Thanks for your comment. I have written a considerable amount on the Tendency of the Falling Rate of Profit - including the following - The Tendency For The Rate of Profit To Rise.

It argues that changes in modern capitalism have created conditions, which emphasise the elements set out by Marx as countervailing factors affecting the Law. That means that in large, and increasingly important areas of the economy the tendency is for the Rate of Profit to Rise not Fall.

That does not contradict the General Law as a long-term tendency. I think that many economists over represent the importance of the Law in relation to Marx's theory of crisis. Marx sets out that there is no theoretical minimum for the Rate of Profit, though there is such a Minimum for Wages. In fact, in Vol.III, Marx sets out that the larger Capital becomes, what is important is not the Rate of profit, but the actual volume of profit i.e. a very large Capital with a low rate of profit can accumulate more than a small Capital with a high rate of profit.

There is a practical minimum for the rate of profit i.e. below a certain level Capitalists will divide the Surplus Value more towards Revenue than Accumulation. But, that is no reason for this to lead to a crisis. It simply means social labour-time moves more towards producing luxury goods than Capital Goods. In fact, as marx sets out in Vol. I, the fact that happens in itself acts to reduce wages where they have increased above the Value of Labour-Power.

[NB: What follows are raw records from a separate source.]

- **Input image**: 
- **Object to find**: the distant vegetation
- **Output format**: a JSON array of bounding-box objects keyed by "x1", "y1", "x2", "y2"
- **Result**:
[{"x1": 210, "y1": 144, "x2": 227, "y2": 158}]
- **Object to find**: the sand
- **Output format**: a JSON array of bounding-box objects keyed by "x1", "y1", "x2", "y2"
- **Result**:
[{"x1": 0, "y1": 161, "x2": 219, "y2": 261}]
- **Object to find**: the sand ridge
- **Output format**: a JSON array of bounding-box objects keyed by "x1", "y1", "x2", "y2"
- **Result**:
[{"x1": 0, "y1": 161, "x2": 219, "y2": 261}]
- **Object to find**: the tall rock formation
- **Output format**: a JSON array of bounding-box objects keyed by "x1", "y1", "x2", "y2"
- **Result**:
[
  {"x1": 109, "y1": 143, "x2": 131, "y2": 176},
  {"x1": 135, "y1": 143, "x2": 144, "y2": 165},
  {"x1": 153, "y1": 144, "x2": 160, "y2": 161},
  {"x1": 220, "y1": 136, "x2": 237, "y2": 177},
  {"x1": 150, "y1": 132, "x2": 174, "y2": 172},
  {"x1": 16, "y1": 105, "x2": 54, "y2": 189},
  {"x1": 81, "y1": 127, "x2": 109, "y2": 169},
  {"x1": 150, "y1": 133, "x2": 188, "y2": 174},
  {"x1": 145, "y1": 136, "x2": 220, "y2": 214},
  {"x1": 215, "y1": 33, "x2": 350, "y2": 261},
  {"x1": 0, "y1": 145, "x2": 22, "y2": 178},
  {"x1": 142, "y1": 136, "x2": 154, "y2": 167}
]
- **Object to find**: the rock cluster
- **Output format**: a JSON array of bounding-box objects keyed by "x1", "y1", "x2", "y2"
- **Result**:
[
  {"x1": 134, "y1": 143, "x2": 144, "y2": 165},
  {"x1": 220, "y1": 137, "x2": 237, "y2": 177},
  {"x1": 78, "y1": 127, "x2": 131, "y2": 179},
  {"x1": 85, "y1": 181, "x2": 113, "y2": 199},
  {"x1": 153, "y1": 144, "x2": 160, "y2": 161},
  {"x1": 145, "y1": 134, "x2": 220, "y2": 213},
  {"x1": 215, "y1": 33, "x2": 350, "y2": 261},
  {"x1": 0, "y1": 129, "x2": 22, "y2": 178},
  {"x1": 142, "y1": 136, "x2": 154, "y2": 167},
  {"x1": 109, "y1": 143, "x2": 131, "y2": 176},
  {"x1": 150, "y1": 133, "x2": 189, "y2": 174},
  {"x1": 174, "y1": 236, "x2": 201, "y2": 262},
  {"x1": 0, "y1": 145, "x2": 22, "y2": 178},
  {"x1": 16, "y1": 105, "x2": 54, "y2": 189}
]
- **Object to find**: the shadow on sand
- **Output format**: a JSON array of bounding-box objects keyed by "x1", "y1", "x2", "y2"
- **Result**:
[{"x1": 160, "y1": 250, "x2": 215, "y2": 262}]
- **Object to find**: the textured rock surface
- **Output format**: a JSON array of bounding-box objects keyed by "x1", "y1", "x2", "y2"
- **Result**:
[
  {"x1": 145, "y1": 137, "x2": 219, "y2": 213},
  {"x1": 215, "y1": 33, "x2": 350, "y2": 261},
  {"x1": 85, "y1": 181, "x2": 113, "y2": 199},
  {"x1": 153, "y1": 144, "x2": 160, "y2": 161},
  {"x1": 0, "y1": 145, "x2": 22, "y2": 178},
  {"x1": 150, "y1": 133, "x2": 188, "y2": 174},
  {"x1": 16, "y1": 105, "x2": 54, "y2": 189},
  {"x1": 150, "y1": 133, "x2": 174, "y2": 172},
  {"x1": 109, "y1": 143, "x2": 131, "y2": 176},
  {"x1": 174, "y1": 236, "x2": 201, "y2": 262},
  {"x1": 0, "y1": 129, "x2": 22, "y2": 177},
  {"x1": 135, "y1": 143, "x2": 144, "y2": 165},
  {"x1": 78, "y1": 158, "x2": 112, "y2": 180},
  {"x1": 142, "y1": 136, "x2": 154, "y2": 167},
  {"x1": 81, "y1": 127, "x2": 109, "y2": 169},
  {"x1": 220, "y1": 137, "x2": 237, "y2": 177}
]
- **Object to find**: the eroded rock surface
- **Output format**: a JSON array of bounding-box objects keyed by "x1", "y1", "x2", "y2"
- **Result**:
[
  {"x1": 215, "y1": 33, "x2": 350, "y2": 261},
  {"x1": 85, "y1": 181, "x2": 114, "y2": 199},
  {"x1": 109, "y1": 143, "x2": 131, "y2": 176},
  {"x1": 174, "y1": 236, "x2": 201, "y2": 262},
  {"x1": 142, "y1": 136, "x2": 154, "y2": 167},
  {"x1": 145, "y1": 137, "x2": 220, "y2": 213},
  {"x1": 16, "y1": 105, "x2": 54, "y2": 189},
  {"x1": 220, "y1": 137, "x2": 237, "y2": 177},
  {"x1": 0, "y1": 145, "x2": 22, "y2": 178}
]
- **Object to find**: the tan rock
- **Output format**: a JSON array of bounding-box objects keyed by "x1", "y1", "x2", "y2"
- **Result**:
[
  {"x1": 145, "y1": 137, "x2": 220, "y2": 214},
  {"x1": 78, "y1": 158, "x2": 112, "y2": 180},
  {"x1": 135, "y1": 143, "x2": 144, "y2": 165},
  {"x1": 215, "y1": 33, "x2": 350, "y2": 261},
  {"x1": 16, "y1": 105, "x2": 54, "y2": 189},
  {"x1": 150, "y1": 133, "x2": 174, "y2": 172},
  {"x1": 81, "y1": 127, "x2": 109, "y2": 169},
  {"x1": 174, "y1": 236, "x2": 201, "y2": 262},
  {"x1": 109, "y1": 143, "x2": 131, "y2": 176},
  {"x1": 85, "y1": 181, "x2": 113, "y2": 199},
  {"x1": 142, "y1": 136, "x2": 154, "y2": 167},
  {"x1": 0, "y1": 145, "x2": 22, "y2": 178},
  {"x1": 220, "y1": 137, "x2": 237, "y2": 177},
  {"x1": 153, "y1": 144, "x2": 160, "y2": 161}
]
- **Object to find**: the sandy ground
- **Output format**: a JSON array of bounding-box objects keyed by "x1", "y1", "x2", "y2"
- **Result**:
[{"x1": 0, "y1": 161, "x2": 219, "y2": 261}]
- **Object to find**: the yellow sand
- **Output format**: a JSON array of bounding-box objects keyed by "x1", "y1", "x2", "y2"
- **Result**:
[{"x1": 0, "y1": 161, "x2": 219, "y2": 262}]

Crises of overproduction are not caused by the LTRPTF, but by an overproduction of Capital. I've set out th basis of that elsewhere. In fact, as marx describes, it is that crisis which causes a dramatic fall in the Rate of Profit, not vice versa.

Boffy said...

I was having a quick look at your blogs, which have some pretty impressive looking entries. I haven't had time to read them yet. MY time is pretty tight at the moment.

I was interested in one post relating to "Free-Will". Some time ago I wrote an article which was a critique of David Hare's "Freedom and Reason". I posted it to a Philosophy Board, but I've never posted it here. Its quite long, and probably impenetrable for most people that have not studied Philosopy.

I may not it together if I can find it, and post it at some point. It uses a dialectical approach to questions of Morality, including an example relating to someone being shot in a restaurant. It may be of interest to you.